SkyWorks is a catalyst, advocate and participant in social change through community centred film making and public engagement. We work with communities to make documentary films that deal with contemporary social issues and then use them as community development tools, working with local, regional, and national groups, to create strategies for systemic change. We firmly believe that in the collective lived experience of its members, our society can find solutions to its most difficult social concerns - through sharing and exchanging with each other our stories and building strategies based on collective experiences.

History of Organization

SkyWorks Charitable Foundation was established in 1983 as a non-profit documentary organization dealing with contemporary social issues. SkyWorks has a long history of making documentaries that engage Canadians in building healthy communities.

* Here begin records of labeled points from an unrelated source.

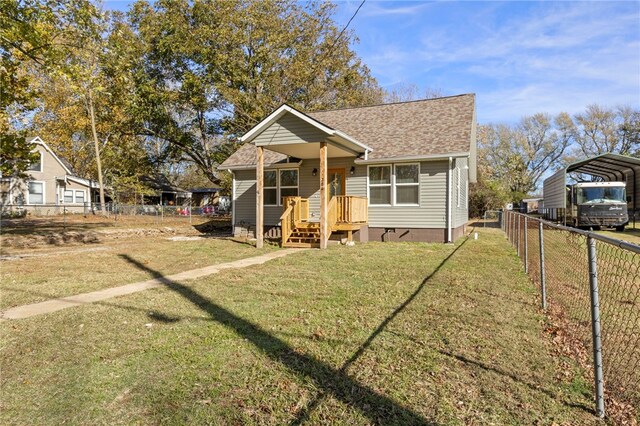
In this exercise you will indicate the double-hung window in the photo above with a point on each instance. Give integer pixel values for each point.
(36, 193)
(380, 185)
(270, 188)
(288, 183)
(36, 166)
(407, 184)
(278, 184)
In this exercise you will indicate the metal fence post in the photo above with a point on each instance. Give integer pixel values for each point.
(526, 248)
(595, 326)
(518, 236)
(543, 283)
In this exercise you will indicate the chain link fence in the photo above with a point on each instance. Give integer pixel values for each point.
(150, 213)
(590, 284)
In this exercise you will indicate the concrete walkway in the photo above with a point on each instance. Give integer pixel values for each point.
(26, 311)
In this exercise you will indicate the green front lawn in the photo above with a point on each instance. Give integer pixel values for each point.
(395, 333)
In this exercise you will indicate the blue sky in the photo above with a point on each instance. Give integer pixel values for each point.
(519, 58)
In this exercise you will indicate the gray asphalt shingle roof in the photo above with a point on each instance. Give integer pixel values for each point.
(418, 128)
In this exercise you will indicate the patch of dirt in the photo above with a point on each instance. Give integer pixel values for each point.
(182, 238)
(215, 227)
(57, 239)
(70, 238)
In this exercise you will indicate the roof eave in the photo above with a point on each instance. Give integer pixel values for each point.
(275, 115)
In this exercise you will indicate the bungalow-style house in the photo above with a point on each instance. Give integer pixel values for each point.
(50, 186)
(393, 172)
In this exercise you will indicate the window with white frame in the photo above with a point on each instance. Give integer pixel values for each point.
(278, 184)
(36, 193)
(380, 185)
(270, 188)
(37, 165)
(407, 179)
(465, 187)
(288, 183)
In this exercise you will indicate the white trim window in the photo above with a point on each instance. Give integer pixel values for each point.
(379, 183)
(280, 183)
(288, 183)
(37, 166)
(35, 192)
(67, 196)
(80, 197)
(270, 188)
(458, 191)
(407, 184)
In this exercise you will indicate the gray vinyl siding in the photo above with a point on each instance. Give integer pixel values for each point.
(289, 129)
(245, 202)
(554, 191)
(432, 211)
(461, 212)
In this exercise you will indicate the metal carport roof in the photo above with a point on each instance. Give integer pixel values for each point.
(614, 167)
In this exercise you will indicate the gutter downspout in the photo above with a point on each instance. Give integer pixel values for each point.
(449, 188)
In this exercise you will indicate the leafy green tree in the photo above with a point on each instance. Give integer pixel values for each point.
(209, 71)
(516, 157)
(601, 130)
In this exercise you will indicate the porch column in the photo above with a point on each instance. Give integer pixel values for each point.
(323, 195)
(259, 197)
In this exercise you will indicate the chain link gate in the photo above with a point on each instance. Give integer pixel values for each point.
(593, 283)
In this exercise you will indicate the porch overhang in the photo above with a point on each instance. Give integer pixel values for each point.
(339, 144)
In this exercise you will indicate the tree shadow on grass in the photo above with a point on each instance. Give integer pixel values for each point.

Our key areas of focus have included:

  • Issues affecting children, youth and families (Home Safe project, Kids Care)
  • Community engagement in health care (To Hurt and To Heal, Jake's Life, The Right to Care, How Can We Love You)
  • Workplace equity (Moving Mountains)
  • The criminal justice system (Until Someone Listens, Crisis Call)
  • Mental health and addiction (Working Like Crazy, Crisis Call, Prescription for Addiction, Recovering Love)

Accolades and Accomplishments

SkyWorks founding director/producer Laura Sky, has won many awards and honours for her documentary work including a Gemini nomination for To Hurt and To Heal, a CALM Award (New York), a Golden Athena (Athens International Film Festival), the Silver Apple (Oakland), and numerous festival invitations around the world. She has been presented with an honorary doctorate degree from Laurentian University for her achievements in documentary.

Since 1983, SkyWorks documentaries have been used by hundreds of community organizations, schools, universities and colleges, proffesional associations, social service agencies, government departments, libraries, faith groups, and other users, and have been seen by thousands of viewers accross Canada. The impact of this work has been to educate audiences about important social issues, challenge discrimination and stereotypes of marginalized groups, influence the thinking and practices of service providers and public policy makers, and inspire individuals to become involved in local efforts and strategies to create positive change for their communities. 

Programs

>Real Change Youth Documentary Program
>Home Safe: A Documentary Community Development Project with Homeless Children and their Families

We focus on documentary and community development projects in four program areas:

  • Working with Children, Youth and Families as a force for social change
  • Promoting recovery by challenging stereotypes and systemic barriers with people experiencing Mental Health issues
  • Informing and supporting Community Engagement in Health Care policies and practices
  • Exploring and documenting alternative approaches in perception, practice and policies in the Criminal Justice System

Documentary projects are developed closely with community members, advisers and organizations, who inform each project through all phases including research, production, and community dissemination. Typically, participants from the films are trained as facilitators to appear with the films at screenings and workshops, engaging directly with audiences. Our documentary tool-kits include support materials such as user and facilitator guides, teacher guides, and other print materials which are made available through our web site.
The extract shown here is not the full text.